1 thing that I have noticed over the last few months is the ever growing amount of rigs with GT/GTX 6xx series cards that have not had the environment variable setting, CUDA_GRID_SIZE_COMPAT value 1, set and are just trashing work at an ever increasing and alarming rate.

Some notice that they only produce errors, but instead of finding out why they just stop crunching (likely removing BOINC) without aborting the work they have left onboard so a combination of both means that lot of work now has to hang around the database for so much longer than it really needs to.

I don't mind taking the time on occasions to PM people with rigs that are throwing invalid work (and errors when I stumble over them) but there is absolutely no way that I'd have the time to PM all those GT/GTX 6xx owners (there is just far to many of them).

Yes, I got bored 1 day and started looking for them (while waiting for a job to turn up), but I gave up half way through the finished tasks on just 1 of my rigs.

Cheers.

spitfire_mk_2
Avatar
Send message
Joined: 14 Apr 00
Posts: 455
Credit: 12,601,810
RAC: 9,483
United States
Message 1370805 - Posted: 23 May 2013, 4:54:17 UTC

More work for the rest of us.
____________

Lionel
Send message
Joined: 25 Mar 00
Posts: 545
Credit: 230,901,492
RAC: 244,021
Australia
Message 1370806 - Posted: 23 May 2013, 4:58:42 UTC - in response to Message 1370805.


Maybe so, but also unnecessary...
____________

Horacio
Send message
Joined: 14 Jan 00
Posts: 536
Credit: 74,127,145
RAC: 67,392
Argentina
Message 1371072 - Posted: 23 May 2013, 21:23:57 UTC

Wouldnt be of help to issue a notice through BOINC messages?
____________

Profile jason_geeProject donor
Volunteer developer
Volunteer tester
Avatar
Send message
Joined: 24 Nov 06
Posts: 5021
Credit: 73,552,037
RAC: 15,105
Australia
Message 1371077 - Posted: 23 May 2013, 21:43:57 UTC
Last modified: 23 May 2013, 21:44:56 UTC

In about a week, (give or take), the problematic 6.10 (Cuda 3.0) application will probably be supplanted by x41zc as stock on main, for V7 Cuda multibeam processing. These applications are not susceptible to the Cuda 3.0 library faults concerned..
____________
"It is not the strongest of the species that survives, nor the most intelligent that survives. It is the one that is the most adaptable to change."
Charles Darwin

Keith White
Avatar
Send message
Joined: 29 May 99
Posts: 370
Credit: 2,837,003
RAC: 2,189
United States
Message 1371098 - Posted: 23 May 2013, 22:33:30 UTC - in response to Message 1371077.

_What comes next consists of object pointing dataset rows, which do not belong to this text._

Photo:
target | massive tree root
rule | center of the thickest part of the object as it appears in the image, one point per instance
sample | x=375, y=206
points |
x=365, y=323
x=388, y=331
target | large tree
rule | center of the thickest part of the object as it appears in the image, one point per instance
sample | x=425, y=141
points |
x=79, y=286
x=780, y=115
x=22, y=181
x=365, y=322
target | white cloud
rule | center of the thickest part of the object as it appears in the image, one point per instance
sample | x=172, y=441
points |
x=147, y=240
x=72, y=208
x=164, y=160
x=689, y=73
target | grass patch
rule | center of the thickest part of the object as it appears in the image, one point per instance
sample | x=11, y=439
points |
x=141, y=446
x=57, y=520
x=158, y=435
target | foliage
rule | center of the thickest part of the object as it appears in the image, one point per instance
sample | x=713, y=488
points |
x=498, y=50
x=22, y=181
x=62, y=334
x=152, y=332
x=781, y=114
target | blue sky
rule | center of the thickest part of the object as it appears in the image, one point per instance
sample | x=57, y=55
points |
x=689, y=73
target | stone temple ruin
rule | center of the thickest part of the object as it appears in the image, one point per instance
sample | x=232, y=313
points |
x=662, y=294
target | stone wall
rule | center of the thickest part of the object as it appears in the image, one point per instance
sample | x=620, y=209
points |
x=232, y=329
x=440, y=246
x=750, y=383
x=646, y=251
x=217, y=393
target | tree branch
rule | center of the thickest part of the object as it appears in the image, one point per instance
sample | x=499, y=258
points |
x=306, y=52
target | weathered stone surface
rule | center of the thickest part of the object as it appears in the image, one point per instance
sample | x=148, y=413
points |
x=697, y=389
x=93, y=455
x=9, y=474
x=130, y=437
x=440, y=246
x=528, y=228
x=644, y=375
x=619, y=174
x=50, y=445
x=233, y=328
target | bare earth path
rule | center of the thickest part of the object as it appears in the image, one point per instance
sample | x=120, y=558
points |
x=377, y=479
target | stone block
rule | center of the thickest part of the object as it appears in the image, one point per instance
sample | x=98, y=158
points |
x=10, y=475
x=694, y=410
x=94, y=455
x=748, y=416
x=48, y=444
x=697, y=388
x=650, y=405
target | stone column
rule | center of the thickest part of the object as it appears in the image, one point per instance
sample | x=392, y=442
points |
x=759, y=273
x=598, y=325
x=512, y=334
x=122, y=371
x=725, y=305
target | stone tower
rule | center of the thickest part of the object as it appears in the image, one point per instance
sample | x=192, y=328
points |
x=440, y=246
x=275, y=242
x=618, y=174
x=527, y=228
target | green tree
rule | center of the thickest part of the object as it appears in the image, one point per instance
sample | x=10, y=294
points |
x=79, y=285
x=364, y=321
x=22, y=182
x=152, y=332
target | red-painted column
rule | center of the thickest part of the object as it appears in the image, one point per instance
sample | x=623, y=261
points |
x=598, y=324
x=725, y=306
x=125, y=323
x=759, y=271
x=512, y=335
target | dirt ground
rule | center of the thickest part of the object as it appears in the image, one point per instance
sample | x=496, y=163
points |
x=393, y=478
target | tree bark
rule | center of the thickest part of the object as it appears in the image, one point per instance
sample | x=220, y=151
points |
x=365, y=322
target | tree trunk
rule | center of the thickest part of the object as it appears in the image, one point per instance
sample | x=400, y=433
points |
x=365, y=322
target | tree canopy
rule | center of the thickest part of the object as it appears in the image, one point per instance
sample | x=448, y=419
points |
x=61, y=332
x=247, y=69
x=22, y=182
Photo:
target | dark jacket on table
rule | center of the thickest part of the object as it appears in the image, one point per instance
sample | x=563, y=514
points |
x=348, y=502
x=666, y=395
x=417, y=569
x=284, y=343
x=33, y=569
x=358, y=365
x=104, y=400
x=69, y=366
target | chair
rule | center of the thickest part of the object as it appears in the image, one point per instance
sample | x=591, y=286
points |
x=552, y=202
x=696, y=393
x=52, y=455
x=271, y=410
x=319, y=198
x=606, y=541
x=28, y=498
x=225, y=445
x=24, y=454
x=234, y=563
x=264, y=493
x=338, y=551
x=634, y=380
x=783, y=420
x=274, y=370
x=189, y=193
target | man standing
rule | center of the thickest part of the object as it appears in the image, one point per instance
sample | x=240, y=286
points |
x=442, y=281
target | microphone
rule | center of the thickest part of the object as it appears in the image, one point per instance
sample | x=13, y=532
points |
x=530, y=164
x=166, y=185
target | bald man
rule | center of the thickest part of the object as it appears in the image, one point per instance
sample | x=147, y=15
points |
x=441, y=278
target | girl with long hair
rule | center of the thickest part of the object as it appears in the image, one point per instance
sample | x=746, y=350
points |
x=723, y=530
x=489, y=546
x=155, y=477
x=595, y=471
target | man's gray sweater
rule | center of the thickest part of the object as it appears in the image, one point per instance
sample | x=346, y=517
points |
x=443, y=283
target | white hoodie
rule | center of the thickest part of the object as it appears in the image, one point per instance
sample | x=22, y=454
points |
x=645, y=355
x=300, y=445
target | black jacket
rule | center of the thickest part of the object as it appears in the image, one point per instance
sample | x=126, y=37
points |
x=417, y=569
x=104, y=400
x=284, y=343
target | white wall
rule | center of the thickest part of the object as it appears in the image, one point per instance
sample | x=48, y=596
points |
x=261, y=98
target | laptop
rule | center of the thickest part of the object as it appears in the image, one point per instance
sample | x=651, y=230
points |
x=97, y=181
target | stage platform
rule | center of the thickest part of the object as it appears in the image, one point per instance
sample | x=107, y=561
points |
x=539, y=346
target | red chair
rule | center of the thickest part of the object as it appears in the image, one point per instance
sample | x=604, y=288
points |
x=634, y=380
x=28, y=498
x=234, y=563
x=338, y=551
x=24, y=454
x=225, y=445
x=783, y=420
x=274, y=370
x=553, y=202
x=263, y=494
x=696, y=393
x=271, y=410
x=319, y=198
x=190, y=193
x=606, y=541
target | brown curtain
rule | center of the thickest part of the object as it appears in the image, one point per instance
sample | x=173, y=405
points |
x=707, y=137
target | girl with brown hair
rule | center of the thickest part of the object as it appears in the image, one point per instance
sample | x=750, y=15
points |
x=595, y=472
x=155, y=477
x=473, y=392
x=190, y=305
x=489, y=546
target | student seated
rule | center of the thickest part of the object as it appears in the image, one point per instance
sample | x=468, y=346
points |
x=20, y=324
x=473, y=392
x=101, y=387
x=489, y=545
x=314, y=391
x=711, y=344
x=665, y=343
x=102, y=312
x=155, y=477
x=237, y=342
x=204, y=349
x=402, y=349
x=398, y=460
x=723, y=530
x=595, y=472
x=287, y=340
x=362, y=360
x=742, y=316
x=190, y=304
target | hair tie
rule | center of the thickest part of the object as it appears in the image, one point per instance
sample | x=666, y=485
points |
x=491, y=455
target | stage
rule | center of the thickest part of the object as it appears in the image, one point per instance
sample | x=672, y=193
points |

So not a problem with the card itself, a problem with their users who won't RTFM.

Honestly are we surprised?
____________
"Life is just nature's way of keeping meat fresh." - The Doctor

Richard HaselgroveProject donor
Volunteer tester
Send message
Joined: 4 Jul 99
Posts: 8550
Credit: 50,380,753
RAC: 50,632
United Kingdom
Message 1371102 - Posted: 23 May 2013, 22:54:00 UTC - in response to Message 1371098.

So not a problem with the card itself, a problem with their users who won't RTFM.

Honestly are we surprised?

Actually, a problem with NVidia (the company) - which supplied the project with a CUDA 3.0 stock application compatible with Fermis, but didn't come back and supply a CUDA 3.2 (or later) stock application to support their own Kepler release.

zoom314Project donor
Avatar
Send message
Joined: 30 Nov 03
Posts: 46393
Credit: 36,739,633
RAC: 4,847
United States
Message 1371124 - Posted: 24 May 2013, 0:33:17 UTC - in response to Message 1371102.

So not a problem with the card itself, a problem with their users who won't RTFM.

Honestly are we surprised?

Actually, a problem with NVidia (the company) - which supplied the project with a CUDA 3.0 stock application compatible with Fermis, but didn't come back and supply a CUDA 3.2 (or later) stock application to support their own Kepler release.

Nvidia, I'm beginning to think that their support of cuda isn't too serious anymore, that's My suspicion at least, with downclocks happening, I'm experimenting with 306.97 and a dummy plug on the 2nd DVI port, which when I have the desktop extended to it, results in 772MHz on My GTX580 being the minimum that the card will do, I found out about this by accident since I thought when Boinc was done for the day that the clock speed of the gpu would go from 772MHz to 51MHz, only that didn't happen, to turn off this effect I just specify in 'screen resolution' the desktop be restricted to the 1st monitor and not the second monitor/dummy plug on the card.
____________
My Facebook, War Commander, 2015

sleepy
Avatar
Send message
Joined: 21 May 99
Posts: 78
Credit: 22,818,307
RAC: 19,054
Italy
Message 1371374 - Posted: 24 May 2013, 16:03:01 UTC - in response to Message 1370770.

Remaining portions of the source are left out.